La cession se limite donc à 500 000 $. »

[16]  Une cession de la police d’assurance par l’appelante, en sa qualité de propriétaire du contrat, à HeadStart on a Home, en sa qualité de prêteur, signée par Lee Rusnak, président, et datée du 9 septembre 2002 a été déposée en preuve (pièce A­7), de même qu’un formulaire analogue en faveur de la Saskatchewan Immigrant Investor Fund, à titre de prêteur (pièce A­8). Les deux documents ont été préparés sur des formulaires types de la Financière SunLife.

I. Droit applicable

[17]  La disposition législative applicable est l’alinéa 20(1)(e.2) de la Loi de l’impôt sur le revenu, L.R.C. (1985), ch. 1 (5e suppl.) (la « Loi ») qui dispose que :

20(1) Malgré les alinéas 18(1)a), b) et h), sont déductibles dans le calcul du revenu tiré par un contribuable d’une entreprise ou d’un bien pour une année d’imposition celles des sommes suivantes qui se rapportent entièrement à cette source de revenus ou la partie des sommes suivantes qu’il est raisonnable de considérer comme s’y rapportant :

[...]

(e.2) la moins élevée des sommes ci-après relatives à une police d’assurance-vie (sauf un contrat de rente ou une police RAL) :

(i) les primes payables par le contribuable pour l’année aux termes de la police, dans le cas où, à la fois :

(A) un intérêt dans la police est cédé à une institution financière véritable dans le cadre d’un emprunt contracté auprès d’elle,

(B) les intérêts payables sur l’emprunt sont déductibles dans le calcul du revenu du contribuable pour l’année, ou le seraient sans les paragraphes 18(2) et (3.1) et les articles 21 et 28,

(C) la cession visée à la division (A) est exigée par l’institution financière à titre de garantie de l’emprunt,

(ii) le coût net de l’assurance pure pour l’année (à l’exclusion d’une période postérieure à 2013 au cours de laquelle la police est une police 10/8), déterminé en conformité avec les dispositions réglementaires, relativement à l’intérêt dans la police visé à la division (i)(A),

(iii) la partie de la moins élevée des sommes déterminées selon les sous‑alinéas (i) et (ii) relativement à la police qu’il est raisonnable de considérer comme étant liée à la somme que le contribuable doit à l’institution financière au cours de l’année en raison de l’emprunt;

(Non souligné dans l’original.)

[18]  Par conséquent, les primes d’assurance-vie sont déductibles dans les cas où (i) un intérêt dans la police d’assurance-vie est cédé à un établissement de crédit dans le cadre d’une opération d’emprunt; (ii) les intérêts payables sur l’emprunt sont déductibles par ailleurs pour l’emprunteur; (iii) la cession est exigée par l’établissement de crédit à titre de garantie de l’emprunt.

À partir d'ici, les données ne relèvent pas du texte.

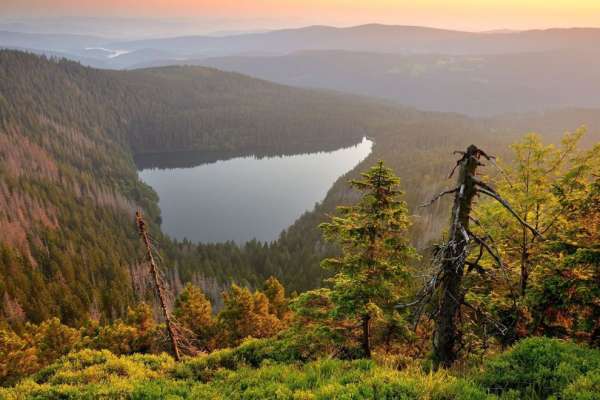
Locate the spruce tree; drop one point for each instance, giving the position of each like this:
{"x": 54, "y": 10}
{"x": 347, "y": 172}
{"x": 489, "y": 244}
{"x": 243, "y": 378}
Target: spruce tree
{"x": 372, "y": 267}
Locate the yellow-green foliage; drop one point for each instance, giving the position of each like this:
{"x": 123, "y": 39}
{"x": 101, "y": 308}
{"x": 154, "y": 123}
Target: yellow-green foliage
{"x": 534, "y": 369}
{"x": 93, "y": 374}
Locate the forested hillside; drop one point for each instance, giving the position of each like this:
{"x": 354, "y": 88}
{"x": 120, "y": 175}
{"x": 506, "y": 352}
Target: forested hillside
{"x": 69, "y": 184}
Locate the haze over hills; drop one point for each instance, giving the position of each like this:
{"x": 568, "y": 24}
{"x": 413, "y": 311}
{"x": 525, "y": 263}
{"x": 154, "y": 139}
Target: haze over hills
{"x": 431, "y": 69}
{"x": 69, "y": 136}
{"x": 470, "y": 84}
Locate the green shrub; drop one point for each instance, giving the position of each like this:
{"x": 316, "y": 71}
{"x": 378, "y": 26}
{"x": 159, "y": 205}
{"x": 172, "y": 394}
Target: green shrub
{"x": 538, "y": 368}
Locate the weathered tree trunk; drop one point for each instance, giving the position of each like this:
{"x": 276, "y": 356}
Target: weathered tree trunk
{"x": 158, "y": 285}
{"x": 366, "y": 344}
{"x": 446, "y": 334}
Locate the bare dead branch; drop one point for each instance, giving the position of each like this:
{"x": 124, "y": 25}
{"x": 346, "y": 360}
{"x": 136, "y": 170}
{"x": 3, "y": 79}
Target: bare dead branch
{"x": 504, "y": 203}
{"x": 439, "y": 196}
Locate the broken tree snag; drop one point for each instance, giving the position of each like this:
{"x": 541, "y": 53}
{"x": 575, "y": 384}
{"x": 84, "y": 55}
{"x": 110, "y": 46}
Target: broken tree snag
{"x": 446, "y": 336}
{"x": 141, "y": 224}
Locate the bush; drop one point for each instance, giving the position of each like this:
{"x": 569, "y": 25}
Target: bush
{"x": 538, "y": 368}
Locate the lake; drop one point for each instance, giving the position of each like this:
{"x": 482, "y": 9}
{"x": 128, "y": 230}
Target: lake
{"x": 246, "y": 197}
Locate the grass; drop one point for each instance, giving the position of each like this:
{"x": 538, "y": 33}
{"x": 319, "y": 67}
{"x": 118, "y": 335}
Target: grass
{"x": 534, "y": 369}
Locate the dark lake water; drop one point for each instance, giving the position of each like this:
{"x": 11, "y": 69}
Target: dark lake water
{"x": 246, "y": 197}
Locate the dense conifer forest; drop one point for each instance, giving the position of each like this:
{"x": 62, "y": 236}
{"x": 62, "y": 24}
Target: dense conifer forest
{"x": 349, "y": 302}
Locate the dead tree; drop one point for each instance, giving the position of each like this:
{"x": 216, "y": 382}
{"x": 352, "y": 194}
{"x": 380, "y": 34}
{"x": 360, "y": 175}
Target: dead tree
{"x": 446, "y": 283}
{"x": 171, "y": 328}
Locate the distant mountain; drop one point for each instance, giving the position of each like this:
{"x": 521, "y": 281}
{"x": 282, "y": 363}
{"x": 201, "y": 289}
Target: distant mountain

[19]  Le montant déductible représente le moins élevé des deux montants suivants : les primes réellement payées et le « coût net de l’assurance pure » (comme il est énoncé au sous-alinéa 20(1)(e.2)(ii)) afin d’établir une distinction entre les polices d’assurance-vie universelle et les polices d’assurance-vie entière qui inclurait généralement une composante d’épargne.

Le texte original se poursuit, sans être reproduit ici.